A remodeled fleet of Futurliners toured the country from 1953 to 1956 in a series of one-week stands called the Parade of Progress.


When the Parade visited Akron and Canton, Ohio, beginning September 28, 1954, my parents might have taken me to glimpse this world of tomorrow.

According to the Akron Beacon Journal, "Large crowds gathered near Firestone Stadium to witness a 'scientific circus' featuring modern miracles such as microwave ovens, power steering, portable television, synthetic rubber, jet propulsion, stereo sound, solar engines, shatter-resistant glass and automotive air conditioning."

From the roof of each Futurliner rose a lighting bar.  The sides of each vehicle opened up, revealing displays or stages for demonstrations.  And if my recollection is correct, at the base of one of those display panels must have been a row of headphones hooked up to a stereo tape player.

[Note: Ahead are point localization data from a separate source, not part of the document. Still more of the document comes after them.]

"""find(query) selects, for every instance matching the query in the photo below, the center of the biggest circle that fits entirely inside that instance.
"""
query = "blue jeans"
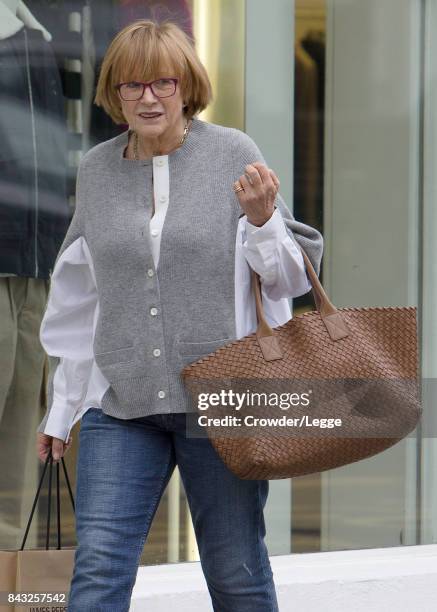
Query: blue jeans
(122, 471)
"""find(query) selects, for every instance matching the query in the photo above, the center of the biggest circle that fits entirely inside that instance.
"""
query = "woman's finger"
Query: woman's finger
(274, 178)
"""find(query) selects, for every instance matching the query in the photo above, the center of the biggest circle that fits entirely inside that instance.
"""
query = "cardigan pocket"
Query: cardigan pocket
(188, 352)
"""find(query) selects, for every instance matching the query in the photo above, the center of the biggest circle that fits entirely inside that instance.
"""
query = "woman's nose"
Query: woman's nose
(148, 95)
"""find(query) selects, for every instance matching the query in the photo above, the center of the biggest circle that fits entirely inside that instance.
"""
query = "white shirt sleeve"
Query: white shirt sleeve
(271, 252)
(67, 333)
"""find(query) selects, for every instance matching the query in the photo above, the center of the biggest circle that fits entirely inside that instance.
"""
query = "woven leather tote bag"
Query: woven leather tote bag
(359, 365)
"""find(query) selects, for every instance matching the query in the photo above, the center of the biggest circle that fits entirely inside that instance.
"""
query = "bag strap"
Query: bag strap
(58, 500)
(331, 317)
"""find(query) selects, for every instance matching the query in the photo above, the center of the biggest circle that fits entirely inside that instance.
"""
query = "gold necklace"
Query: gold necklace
(186, 130)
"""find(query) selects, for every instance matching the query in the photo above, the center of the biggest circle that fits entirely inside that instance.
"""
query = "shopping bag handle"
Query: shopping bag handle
(58, 500)
(330, 315)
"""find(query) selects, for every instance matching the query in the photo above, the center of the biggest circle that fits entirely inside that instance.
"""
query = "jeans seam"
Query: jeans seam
(156, 500)
(260, 541)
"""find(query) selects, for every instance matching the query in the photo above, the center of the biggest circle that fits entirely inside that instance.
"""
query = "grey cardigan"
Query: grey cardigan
(189, 300)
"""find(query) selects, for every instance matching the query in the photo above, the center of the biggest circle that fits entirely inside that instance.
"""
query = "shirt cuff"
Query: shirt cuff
(273, 229)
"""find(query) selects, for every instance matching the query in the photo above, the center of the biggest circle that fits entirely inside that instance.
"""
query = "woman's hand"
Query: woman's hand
(44, 442)
(260, 186)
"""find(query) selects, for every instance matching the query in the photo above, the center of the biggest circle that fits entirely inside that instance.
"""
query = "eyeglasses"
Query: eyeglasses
(134, 90)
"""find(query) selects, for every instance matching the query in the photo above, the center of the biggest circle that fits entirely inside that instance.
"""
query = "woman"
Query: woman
(154, 273)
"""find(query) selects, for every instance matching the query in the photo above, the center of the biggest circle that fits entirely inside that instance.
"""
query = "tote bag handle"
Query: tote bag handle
(331, 317)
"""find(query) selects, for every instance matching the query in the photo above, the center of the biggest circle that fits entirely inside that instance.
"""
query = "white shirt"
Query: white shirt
(68, 326)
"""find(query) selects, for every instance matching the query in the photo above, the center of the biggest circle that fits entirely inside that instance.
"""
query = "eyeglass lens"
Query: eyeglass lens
(134, 90)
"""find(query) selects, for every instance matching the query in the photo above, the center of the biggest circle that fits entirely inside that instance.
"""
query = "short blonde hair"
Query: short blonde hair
(143, 50)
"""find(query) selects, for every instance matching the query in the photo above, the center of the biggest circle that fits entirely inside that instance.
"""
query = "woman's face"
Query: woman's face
(162, 127)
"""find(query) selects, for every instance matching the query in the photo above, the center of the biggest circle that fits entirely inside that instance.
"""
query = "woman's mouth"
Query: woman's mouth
(149, 116)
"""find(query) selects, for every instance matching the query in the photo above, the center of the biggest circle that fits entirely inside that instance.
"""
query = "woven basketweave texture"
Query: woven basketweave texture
(381, 347)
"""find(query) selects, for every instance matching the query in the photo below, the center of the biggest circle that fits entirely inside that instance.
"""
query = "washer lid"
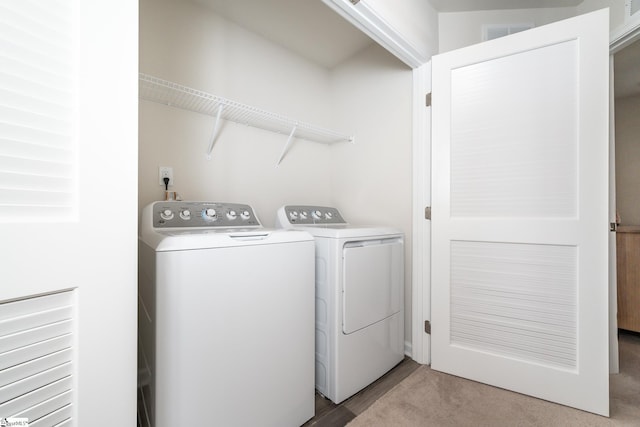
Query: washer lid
(180, 240)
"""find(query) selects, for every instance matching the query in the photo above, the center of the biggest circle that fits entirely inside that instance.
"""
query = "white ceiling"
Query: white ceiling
(307, 27)
(313, 31)
(627, 71)
(470, 5)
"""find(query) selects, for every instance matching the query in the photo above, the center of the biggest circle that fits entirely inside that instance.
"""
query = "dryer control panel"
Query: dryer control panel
(309, 215)
(203, 214)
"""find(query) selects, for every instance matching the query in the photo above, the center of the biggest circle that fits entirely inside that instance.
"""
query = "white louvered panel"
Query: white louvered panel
(24, 338)
(16, 373)
(39, 349)
(31, 306)
(47, 407)
(18, 388)
(515, 300)
(36, 356)
(37, 111)
(497, 171)
(42, 394)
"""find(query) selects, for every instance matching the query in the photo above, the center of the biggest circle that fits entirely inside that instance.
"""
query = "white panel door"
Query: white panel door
(68, 211)
(519, 212)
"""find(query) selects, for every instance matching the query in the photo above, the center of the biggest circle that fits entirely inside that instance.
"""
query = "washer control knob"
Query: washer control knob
(166, 214)
(209, 213)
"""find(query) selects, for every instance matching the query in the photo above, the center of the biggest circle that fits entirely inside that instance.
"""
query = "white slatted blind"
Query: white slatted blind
(37, 111)
(516, 300)
(527, 169)
(36, 358)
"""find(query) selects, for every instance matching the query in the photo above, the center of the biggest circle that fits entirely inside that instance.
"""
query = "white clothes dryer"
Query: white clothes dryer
(226, 318)
(359, 298)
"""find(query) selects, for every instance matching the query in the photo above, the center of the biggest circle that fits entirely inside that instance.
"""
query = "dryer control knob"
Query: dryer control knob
(209, 213)
(166, 214)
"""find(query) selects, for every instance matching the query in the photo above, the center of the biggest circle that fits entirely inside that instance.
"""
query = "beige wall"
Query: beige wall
(188, 44)
(372, 178)
(461, 29)
(628, 159)
(368, 95)
(616, 10)
(416, 20)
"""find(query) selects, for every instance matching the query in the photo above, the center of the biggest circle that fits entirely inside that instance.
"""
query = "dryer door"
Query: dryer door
(373, 281)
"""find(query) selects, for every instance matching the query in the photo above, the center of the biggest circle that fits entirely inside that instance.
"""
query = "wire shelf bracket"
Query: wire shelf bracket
(175, 95)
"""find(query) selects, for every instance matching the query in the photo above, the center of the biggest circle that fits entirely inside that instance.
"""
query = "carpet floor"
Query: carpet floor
(431, 398)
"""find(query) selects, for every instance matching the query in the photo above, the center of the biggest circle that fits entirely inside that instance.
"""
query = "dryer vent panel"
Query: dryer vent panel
(37, 340)
(494, 31)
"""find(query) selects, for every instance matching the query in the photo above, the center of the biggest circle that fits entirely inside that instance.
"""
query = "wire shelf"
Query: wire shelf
(175, 95)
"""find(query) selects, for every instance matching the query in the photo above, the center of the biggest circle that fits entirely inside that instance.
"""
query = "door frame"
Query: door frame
(421, 280)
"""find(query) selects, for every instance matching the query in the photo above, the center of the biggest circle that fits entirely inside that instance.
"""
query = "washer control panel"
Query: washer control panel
(203, 214)
(312, 215)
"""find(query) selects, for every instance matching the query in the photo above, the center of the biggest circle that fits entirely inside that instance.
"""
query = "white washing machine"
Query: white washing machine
(359, 298)
(226, 317)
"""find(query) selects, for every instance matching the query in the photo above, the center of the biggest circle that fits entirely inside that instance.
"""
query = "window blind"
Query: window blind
(38, 147)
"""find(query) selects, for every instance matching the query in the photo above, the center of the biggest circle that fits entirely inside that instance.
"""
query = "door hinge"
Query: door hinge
(427, 327)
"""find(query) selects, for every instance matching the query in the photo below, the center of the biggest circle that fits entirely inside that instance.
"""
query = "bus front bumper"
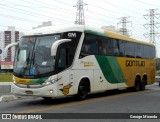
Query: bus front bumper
(45, 91)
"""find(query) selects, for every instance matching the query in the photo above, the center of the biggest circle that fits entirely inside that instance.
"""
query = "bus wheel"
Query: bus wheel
(82, 91)
(137, 84)
(143, 86)
(47, 98)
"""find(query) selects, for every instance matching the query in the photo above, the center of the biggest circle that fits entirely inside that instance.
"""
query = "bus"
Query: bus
(53, 62)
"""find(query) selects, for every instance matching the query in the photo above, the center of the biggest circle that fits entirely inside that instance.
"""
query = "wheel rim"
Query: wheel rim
(83, 91)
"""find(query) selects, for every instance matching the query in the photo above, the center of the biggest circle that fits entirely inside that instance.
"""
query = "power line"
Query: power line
(150, 4)
(123, 22)
(152, 24)
(80, 19)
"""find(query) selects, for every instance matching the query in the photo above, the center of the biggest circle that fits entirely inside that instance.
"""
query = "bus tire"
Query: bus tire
(137, 85)
(47, 98)
(82, 91)
(143, 85)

The Parade of Progress stopped touring the nation in 1956.  By then, the nation had television, and there was no need for people to trek to the fairgrounds to be impressed by the marvels of technology.

It was on television about that time that I saw a memorable demonstration of the concept of a nuclear chain reaction.  I think it was a scene from Disney's 1957 film Our Friend the Atom that was included on the Disneyland program.  (Click here for a 21st-century version of this demonstration.)

A table was filled with large mousetraps, representing uranium atoms.  On the "hammer" arm of each trap sat two ping-pong balls, representing neutrons.  Someone triggered the chain reaction by tossing one more ping-pong ball onto the table.  That ball tripped one mousetrap, causing it to undergo "fission" and fling its two "neutrons" into the air.  Those two balls set off two more mousetraps, which tossed up another four balls, which set off four more mousetraps, which flung eight balls into the air, and so on.  A nuclear explosion of ping-pong balls filled the screen.

I'm only sorry I didn't hear it in stereo.